Promenez-vous dans la ruelle qui longe le Dispatch et vous arriverez au Warehouse, qui a ouvert en 2017. La minuscule salle de concert ne ressemble à rien de l’extérieur – l’extérieur gris et boxé pourrait être un magasin de lampes ou un salon unisexe. Mais à l’intérieur, la salle, qui peut accueillir moins de 200 personnes debout au coude à coude, donne aux dévots de rockeurs indé comme les lauréats des Juno Awards (les prix nationaux de la musique au Canada) Said the Whale et The Sadies, ainsi que des actes locaux encore sur le point de percer, une chance d’assister à une performance intime. Marchez dans l’autre direction pendant 90 secondes et vous vous retrouvez au First Ontario Performing Arts Center, qui se trouve à l’autre bout du spectre musical et culturel. Ici, la salle de concert moderne, cerclée de bois blond, peut accueillir près de 800 personnes pour des représentations orchestrales, de la musique de chambre, du jazz et de la danse moderne presque tous les soirs de la semaine.

Premier centre des arts de l'Ontario, St Catharines
First Ontario Performing Arts Center

Dan Brown

Pour une expérience un peu plus calme mais non moins émouvante, le Niagara Artist Center, revigoré, se trouve en plein milieu de tout cela. Il a ajouté des studios et des galeries pour plus d’une douzaine d’artistes locaux où vous pouvez voir et acheter leurs œuvres, s’est associé au First Ontario Center pour programmer une série de films et a fait venir des expositions de tout le pays, y compris d’artistes présentés au Musée des beaux-arts du Canada.

Ensuite, il y a le reste de la scène alimentaire. Dispatch n’est pas le premier restaurant transformateur à apparaître au centre-ville de St. Catharines. Cette distinction pourrait appartenir à OddBird, qui a ouvert ses portes en 2017. En une seule séance, vous pouvez dévorer du foie gras poêlé ou de la moelle osseuse rôtie, un cheesesteak Philly à composer soi-même ou du poulet chaud qui ferait sourciller même un Nashvillien. C’est un espace libre et décontracté où le menu remplit un tableau noir de la taille d’un mur, et si vous concentrez bien votre regard, vous pouvez voir ce qui a été effacé, ce que vous avez malheureusement manqué la veille. Du bois dépareillé est martelé sur les autres murs, la musique est forte, la cuisine est ouverte. Il y a un sentiment d’improvisation à tout cela que les restaurants ne peuvent pas toujours soutenir, mais celui-ci s’est verrouillé.

Un bloc plus loin se trouve la nouvelle entreprise de l’équipe d’OddBird, OddBar, qui dépouille l’expérience culinaire à ses bases les plus importantes : une bonne pizza et une bonne bière. Juste à côté, vous trouverez Pharmacii, un snack-bar coréen à peine éclairé et ouvert tard, où le poulpe et les chips forment un couple improbable mais excellent.

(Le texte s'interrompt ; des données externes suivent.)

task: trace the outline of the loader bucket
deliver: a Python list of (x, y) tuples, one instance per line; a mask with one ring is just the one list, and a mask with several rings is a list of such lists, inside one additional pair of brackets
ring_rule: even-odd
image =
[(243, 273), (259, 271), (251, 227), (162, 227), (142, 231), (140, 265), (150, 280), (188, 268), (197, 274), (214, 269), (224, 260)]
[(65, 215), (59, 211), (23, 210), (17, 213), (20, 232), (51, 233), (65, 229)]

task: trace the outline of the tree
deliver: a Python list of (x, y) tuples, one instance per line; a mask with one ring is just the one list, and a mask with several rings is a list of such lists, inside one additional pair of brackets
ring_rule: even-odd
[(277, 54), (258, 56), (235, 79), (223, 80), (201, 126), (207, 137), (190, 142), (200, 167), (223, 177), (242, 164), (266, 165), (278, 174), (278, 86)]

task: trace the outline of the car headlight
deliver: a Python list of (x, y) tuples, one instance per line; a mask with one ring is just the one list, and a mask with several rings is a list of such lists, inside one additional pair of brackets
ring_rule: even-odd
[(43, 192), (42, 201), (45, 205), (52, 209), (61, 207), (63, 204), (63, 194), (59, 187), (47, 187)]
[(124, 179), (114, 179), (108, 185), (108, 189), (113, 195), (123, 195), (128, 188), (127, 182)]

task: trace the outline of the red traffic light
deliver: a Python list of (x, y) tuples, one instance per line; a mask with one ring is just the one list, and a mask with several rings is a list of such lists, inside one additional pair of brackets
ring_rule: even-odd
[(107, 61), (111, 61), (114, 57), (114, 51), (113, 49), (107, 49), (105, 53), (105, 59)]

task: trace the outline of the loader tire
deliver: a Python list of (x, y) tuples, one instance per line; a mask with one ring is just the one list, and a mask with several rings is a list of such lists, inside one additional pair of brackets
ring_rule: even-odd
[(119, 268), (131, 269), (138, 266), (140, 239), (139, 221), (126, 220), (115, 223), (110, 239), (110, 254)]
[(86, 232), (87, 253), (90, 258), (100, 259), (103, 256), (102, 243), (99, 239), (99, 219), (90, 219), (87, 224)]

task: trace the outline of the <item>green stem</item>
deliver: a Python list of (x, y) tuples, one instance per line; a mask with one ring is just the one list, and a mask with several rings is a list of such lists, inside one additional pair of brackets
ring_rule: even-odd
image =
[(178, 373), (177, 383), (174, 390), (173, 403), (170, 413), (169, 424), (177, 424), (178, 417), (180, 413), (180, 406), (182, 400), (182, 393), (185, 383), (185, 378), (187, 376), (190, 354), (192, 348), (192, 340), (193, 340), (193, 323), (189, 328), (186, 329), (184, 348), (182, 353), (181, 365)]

Il est question d’augmenter le service de train depuis Toronto (un trajet de 90 minutes), ce qui en fait une excursion d’une journée facile depuis la capitale. La route des vins elle-même traverse maintenant directement le centre-ville, et l’université Brock accueillera les Jeux du Canada en 2021. La région viticole de Niagara est charmante, paisible et facile d’accès l’après-midi. St. Catharines n’est pas exactement cela ; elle a un côté moderne. Et si vous êtes ici pour faire une dégustation, vous voudrez dégager du temps pour faire un tour et voir ce qui va suivre, car la transformation ne ralentit pas.